State space models (SSMs) have recently garnered significant attention in computer vision. However, due to the unique characteristics of image data, adapting SSMs from natural language processing to computer vision has not outperformed the state-of-the-art convolutional neural networks (CNNs) and Vision Transformers (ViTs). Existing vision SSMs primarily leverage manually designed scans to flatten image patches into sequences locally or globally. This approach disrupts the original semantic spatial adjacency of the image and lacks flexibility, making it difficult to capture complex image structures. To address this limitation, we propose Dynamic Adaptive Scan (DAS), a data-driven method that adaptively allocates scanning orders and regions. This enables more flexible modeling capabilities while maintaining linear computational complexity and global modeling capacity. Based on DAS, we further propose the vision backbone DAMamba, which significantly outperforms current state-of-the-art vision Mamba models in vision tasks such as image classification, object detection, instance segmentation, and semantic segmentation. Notably, it surpasses some of the latest state-of-the-art CNNs and ViTs. Code will be available at https://github.com/ltzovo/DAMamba.

Paper Structure

This paper contains 16 sections, 11 equations, 5 figures, 5 tables.

Figures (5)

  • Figure 1: The trade-off between ImageNet-1K top-1 accuracy and inference throughput. All the models are trained under the DeiT training hyperparameters. The inference throughput is measured on an NVIDIA RTX 3090 GPU with a batch size 128. It can be seen that under the same inference throughput or accuracy, the accuracy or inference throughput of the proposed DAMamba significantly outperforms the SSMs, ViTs and CNNs, indicating that the proposed DAMamba achieves state-of-the-art performance and efficiency.
  • Figure 2: Illustration of different scanning methods in vision state space models. As showed in Figure (a), (b), and (c): previous methods such as Vim vim, VMamba vmamba, PlainMamba plainmamba, and LocalMamba localmamba relies on manually designed global or local scanning methods. These fixed processing approaches lack flexibility and struggle to capture complex image structures.

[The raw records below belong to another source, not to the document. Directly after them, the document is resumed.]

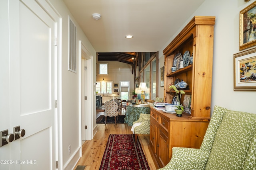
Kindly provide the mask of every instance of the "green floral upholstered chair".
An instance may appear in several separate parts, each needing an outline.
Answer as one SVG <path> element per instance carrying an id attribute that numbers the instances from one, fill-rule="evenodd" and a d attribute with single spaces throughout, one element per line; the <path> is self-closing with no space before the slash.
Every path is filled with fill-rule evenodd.
<path id="1" fill-rule="evenodd" d="M 137 143 L 138 134 L 149 134 L 150 130 L 150 114 L 140 113 L 139 119 L 133 122 L 132 127 L 131 130 L 134 131 L 135 136 L 135 142 Z"/>
<path id="2" fill-rule="evenodd" d="M 200 149 L 172 148 L 165 170 L 256 170 L 256 114 L 216 106 Z"/>

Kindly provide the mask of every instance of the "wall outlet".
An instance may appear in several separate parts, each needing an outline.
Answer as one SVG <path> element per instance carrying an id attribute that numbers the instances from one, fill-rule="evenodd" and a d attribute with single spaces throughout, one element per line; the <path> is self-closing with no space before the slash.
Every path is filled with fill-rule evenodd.
<path id="1" fill-rule="evenodd" d="M 71 152 L 71 145 L 70 145 L 69 146 L 68 146 L 68 154 L 70 154 Z"/>

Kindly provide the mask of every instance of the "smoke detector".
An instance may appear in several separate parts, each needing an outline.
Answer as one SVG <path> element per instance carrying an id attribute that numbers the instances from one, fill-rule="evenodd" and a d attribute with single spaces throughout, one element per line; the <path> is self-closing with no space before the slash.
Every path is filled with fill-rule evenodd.
<path id="1" fill-rule="evenodd" d="M 101 16 L 100 14 L 95 13 L 92 14 L 92 18 L 95 20 L 99 20 L 101 18 Z"/>

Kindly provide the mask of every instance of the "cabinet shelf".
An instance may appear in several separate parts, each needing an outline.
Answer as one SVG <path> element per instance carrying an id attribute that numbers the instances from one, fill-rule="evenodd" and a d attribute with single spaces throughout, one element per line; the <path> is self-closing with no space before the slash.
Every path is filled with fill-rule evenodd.
<path id="1" fill-rule="evenodd" d="M 166 75 L 167 77 L 172 77 L 183 72 L 186 72 L 188 71 L 192 70 L 193 69 L 193 64 L 189 65 L 186 67 L 180 68 L 180 70 L 172 72 Z"/>
<path id="2" fill-rule="evenodd" d="M 191 93 L 192 92 L 192 90 L 184 90 L 186 94 Z M 165 92 L 166 93 L 175 93 L 175 91 L 173 90 L 166 90 Z"/>

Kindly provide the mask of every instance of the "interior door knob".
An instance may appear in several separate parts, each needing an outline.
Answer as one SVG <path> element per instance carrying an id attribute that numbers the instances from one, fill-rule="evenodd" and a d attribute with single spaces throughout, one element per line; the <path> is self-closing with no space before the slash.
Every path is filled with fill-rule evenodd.
<path id="1" fill-rule="evenodd" d="M 12 142 L 14 139 L 14 135 L 8 134 L 8 129 L 0 131 L 0 147 Z"/>
<path id="2" fill-rule="evenodd" d="M 7 136 L 4 137 L 4 139 L 6 140 L 8 143 L 12 142 L 14 139 L 14 135 L 12 133 L 9 133 Z"/>
<path id="3" fill-rule="evenodd" d="M 20 126 L 17 126 L 13 128 L 13 133 L 15 135 L 15 139 L 20 139 L 20 137 L 23 137 L 25 135 L 26 131 L 24 129 L 20 129 Z"/>

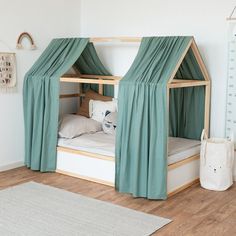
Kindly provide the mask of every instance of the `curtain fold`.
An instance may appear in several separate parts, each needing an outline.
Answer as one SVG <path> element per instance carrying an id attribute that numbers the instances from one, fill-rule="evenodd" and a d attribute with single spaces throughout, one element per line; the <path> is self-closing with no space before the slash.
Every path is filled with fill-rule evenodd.
<path id="1" fill-rule="evenodd" d="M 204 80 L 191 48 L 175 79 Z M 169 109 L 169 135 L 200 140 L 204 128 L 205 87 L 171 89 Z"/>
<path id="2" fill-rule="evenodd" d="M 143 38 L 119 84 L 115 187 L 135 197 L 167 197 L 166 84 L 191 37 Z"/>
<path id="3" fill-rule="evenodd" d="M 59 79 L 87 44 L 86 38 L 54 39 L 25 75 L 25 164 L 32 170 L 56 169 Z"/>

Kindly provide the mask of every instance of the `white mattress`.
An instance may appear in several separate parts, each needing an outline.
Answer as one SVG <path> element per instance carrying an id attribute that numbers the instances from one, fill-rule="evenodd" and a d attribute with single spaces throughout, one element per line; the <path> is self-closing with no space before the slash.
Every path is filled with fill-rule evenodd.
<path id="1" fill-rule="evenodd" d="M 59 138 L 58 146 L 115 157 L 115 136 L 97 132 L 74 139 Z M 200 152 L 200 141 L 169 137 L 168 165 Z"/>

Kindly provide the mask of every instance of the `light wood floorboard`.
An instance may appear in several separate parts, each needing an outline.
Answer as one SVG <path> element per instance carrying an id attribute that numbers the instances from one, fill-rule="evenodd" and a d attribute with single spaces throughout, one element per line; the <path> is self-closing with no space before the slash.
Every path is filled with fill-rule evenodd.
<path id="1" fill-rule="evenodd" d="M 29 181 L 173 220 L 154 235 L 236 235 L 236 184 L 224 192 L 208 191 L 195 184 L 166 201 L 150 201 L 135 199 L 116 192 L 112 187 L 58 173 L 39 173 L 25 167 L 0 172 L 0 189 Z"/>

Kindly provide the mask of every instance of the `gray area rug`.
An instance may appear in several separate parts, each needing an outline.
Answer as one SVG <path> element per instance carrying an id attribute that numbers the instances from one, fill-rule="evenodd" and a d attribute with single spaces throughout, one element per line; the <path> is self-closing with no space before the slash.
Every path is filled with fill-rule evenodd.
<path id="1" fill-rule="evenodd" d="M 169 222 L 35 182 L 0 191 L 1 236 L 144 236 Z"/>

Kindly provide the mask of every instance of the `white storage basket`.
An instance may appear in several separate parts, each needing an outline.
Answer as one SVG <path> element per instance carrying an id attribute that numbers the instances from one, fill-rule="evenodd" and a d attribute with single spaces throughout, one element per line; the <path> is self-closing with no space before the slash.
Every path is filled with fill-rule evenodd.
<path id="1" fill-rule="evenodd" d="M 200 183 L 203 188 L 224 191 L 233 184 L 234 142 L 201 136 Z"/>

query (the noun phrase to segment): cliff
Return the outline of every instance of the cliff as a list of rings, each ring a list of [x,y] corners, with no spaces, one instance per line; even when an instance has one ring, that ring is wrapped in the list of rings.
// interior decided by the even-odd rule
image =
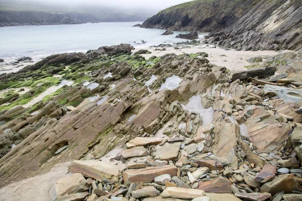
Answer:
[[[239,50],[299,51],[301,19],[299,0],[196,0],[162,11],[141,27],[211,32],[211,42]]]

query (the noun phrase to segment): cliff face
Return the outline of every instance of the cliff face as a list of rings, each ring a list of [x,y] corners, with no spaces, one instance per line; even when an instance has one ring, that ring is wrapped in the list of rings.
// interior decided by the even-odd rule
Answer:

In the Figure (d), we propose a novel scanning method that adaptively allocates scanning order and regions through a data-driven approach. This not only achieves more flexible modeling capabilities but also maintains Mamba's linear computational complexity and global modeling capacity.
  • Figure 3: Illustration of the proposed Dynamic Adaptive Scan (DAS). For clarity, only four reference points are shown. Left: each initial reference point represents the original position of a patch, with its offsets learned by an Offset Prediction Network (OPN). Features of important regions are sampled based on the predicted 2D coordinates using bilinear interpolation. Right the detailed structure of the OPN is revealed. The query feature map is first transformed through depthwise convolution depsconvdepsconv2 to integrate local information. Then, another linear layer, after layer normalization layernorm and GELU gelu activation, converts the feature map into offset values.
  • Figure 4: Left: The overall architecture of the proposed DAMamba, refer to Table \ref{['tab:arch']} for configurations. Right: Details of an DAMamba Block.
  • Figure 5: Visualization of the Dynamic Adaptive Scan, where the blue pentagram represents the start of the scan and the blue circle represents the end of the scan.